Για την συνταγή στα Ελληνικά πατήστε εδώ
Hello, everyone! Winter calls for warm, filling dishes and I think legumes are the perfect food for this time of year! So today we are cooking another lentil dish using the great Yoleni’s products. Lentil potato bake! An aromatic dish packed with taste and nutrients! Our non vegan friends can top this hearty meal with this delicious spicy cheese!

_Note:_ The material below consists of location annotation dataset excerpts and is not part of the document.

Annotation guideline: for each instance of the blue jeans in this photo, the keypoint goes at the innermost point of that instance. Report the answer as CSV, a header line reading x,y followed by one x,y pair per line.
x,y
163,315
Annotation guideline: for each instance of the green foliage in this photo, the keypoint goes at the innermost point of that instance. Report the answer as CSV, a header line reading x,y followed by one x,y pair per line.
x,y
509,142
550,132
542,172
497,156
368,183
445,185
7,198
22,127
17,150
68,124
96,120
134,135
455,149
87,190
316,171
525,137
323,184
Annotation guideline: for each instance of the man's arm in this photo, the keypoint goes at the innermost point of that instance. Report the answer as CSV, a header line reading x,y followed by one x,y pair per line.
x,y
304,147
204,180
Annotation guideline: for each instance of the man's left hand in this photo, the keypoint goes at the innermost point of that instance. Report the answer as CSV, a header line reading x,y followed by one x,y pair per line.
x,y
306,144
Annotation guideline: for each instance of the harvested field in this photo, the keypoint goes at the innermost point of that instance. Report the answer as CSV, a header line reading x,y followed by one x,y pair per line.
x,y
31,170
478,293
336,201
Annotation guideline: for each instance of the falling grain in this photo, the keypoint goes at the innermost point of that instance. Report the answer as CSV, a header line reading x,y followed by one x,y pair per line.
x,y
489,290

Have a lovely day, my dear friends!
Ingredients (serves 2-3):
1 cup Terra Ferea fine lentils, cooked al dente
2 garlic cloves, finely chopped
1 onion. sliced
2+3 Tbsp extra virgin olive oil Eli
juice of 1 orange
«Threpsi» sea salt and flakes
Cretan Herbs green peppercorn
Cretan Herbs organic blend for salads
hartwort leaves, finely chopped
10 fresh sage leaves
100 gr. Proikas Rakovo cheese, diced
Wash and brush thoroughly the potatoes. (I did not peel them.) Cut them in medium pieces and place them in a bowl. Add garlic, onion, sage leaves. Combine orange juice with 2 Tbsp olive oil and season with salt and pepper. Pour this sauce over the potatoes and coat well with your fingers. Place them in a baking pan lined with parchment paper and bake in preheated oven at 200C for 45-50 minutes. Allow to cool. Season the cooked lentils with salt, pepper and the organic blend. Add 3 Tbsp olive oil. Then toss them in the potato bake and mix well. Top with cheese and hartwort leaves. Serve and enjoy!